Abstract. Beginning in the early 1930s, Chile subscribed to a program of rapid industrialization in order to foster economic development. In 1969, one year after the State abandoned this economic model, Chile’s premier sf author, Hugo Correa, published Los títeres [The Puppets], a volume of four stories featuring biomechanical avatars. This essay looks at how Correa uses the avatar to critique Chile’s industrial drive. The narratives condemn Chilean society for its infatuation with technology, which has led to apathy, alienation, and the advent of a posthuman world.

M. Elizabeth Ginway

A Paradigm of the Tropical: Brazil in Contemporary Anglo-American Science Fiction and Fantasy

Abstract.

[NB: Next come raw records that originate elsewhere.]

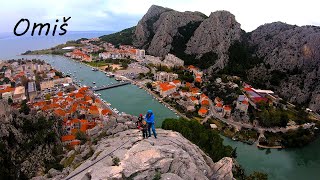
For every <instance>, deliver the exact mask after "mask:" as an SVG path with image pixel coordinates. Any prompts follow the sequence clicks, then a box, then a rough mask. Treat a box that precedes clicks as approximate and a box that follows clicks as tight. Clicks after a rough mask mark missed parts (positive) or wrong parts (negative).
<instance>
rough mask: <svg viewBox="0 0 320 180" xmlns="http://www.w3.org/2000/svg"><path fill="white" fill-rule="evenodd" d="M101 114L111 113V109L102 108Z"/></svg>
mask: <svg viewBox="0 0 320 180" xmlns="http://www.w3.org/2000/svg"><path fill="white" fill-rule="evenodd" d="M101 114H102V115H104V116H105V115H107V114H111V111H110V110H109V109H104V110H102V111H101Z"/></svg>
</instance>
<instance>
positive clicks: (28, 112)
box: [20, 100, 30, 115]
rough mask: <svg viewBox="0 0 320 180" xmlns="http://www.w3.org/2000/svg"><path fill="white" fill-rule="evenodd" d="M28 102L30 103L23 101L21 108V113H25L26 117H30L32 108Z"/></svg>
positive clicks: (20, 111)
mask: <svg viewBox="0 0 320 180" xmlns="http://www.w3.org/2000/svg"><path fill="white" fill-rule="evenodd" d="M27 102H28V101H27V100H23V101H22V102H21V107H20V113H24V114H25V115H28V114H29V112H30V108H29V106H28V105H27Z"/></svg>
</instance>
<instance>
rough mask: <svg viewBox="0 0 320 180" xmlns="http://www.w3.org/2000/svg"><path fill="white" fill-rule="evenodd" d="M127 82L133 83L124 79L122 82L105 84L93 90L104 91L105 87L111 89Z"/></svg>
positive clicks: (126, 84)
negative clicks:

This essay analyzes contemporary science fiction and fantasy novels about Brazil written by Anglo-American authors using the paradigm of the “lost-race novel.” This provides a way to understand the mappings of these texts in order to question some of their premises as they create an image, often revealing hegemonic cultural misconceptions, of Brazil for English-speaking readers. The novels discussed include Kadrey’s Kamikaze L’Amour, Lewitt’s Songs of Chaos, Updike’s Brazil, Card’s Speaker for the Dead, Anthony’s Cradle of Splendor, and McDonald’s Brasyl. The article concludes with an analysis of three works that offer a more nuanced rewriting of cultural contact: Delany’s “Driftglass,” Hayward’s The Healer, and Yamashita’s Through the Arc of the Rainforest.

Umberto Rossi

Valerio Evangelisti: The Italian Way to Slipstream

Abstract. Though popular in Italy, France, Germany, and Spain, and widely considered to be the most important modern Italian sf writer, Valerio Evangelisti is almost totally unknown in English-speaking countries, as the ten novels of his Eymerich cycle (plus ten other novels belonging to different genres) have not yet been translated into English. But Evangelisti's fiction is an interesting specimen of the slipstream trend, and his novels based on the historical figure of the Catalan inquisitor Nicolas Eymerich represent a most interesting case study for all those interested in the dynamics of genre hybridization. Moreover, his exploration of the possibilities of cross-genre fiction has taken place in a cultural context quite different from the British and American ones. A synoptic analysis of the novels in the Eymerich cycle can thus be productive for all those interested in the ongoing debate on the border areas of slipstream, New Weird, and Avant-Pop.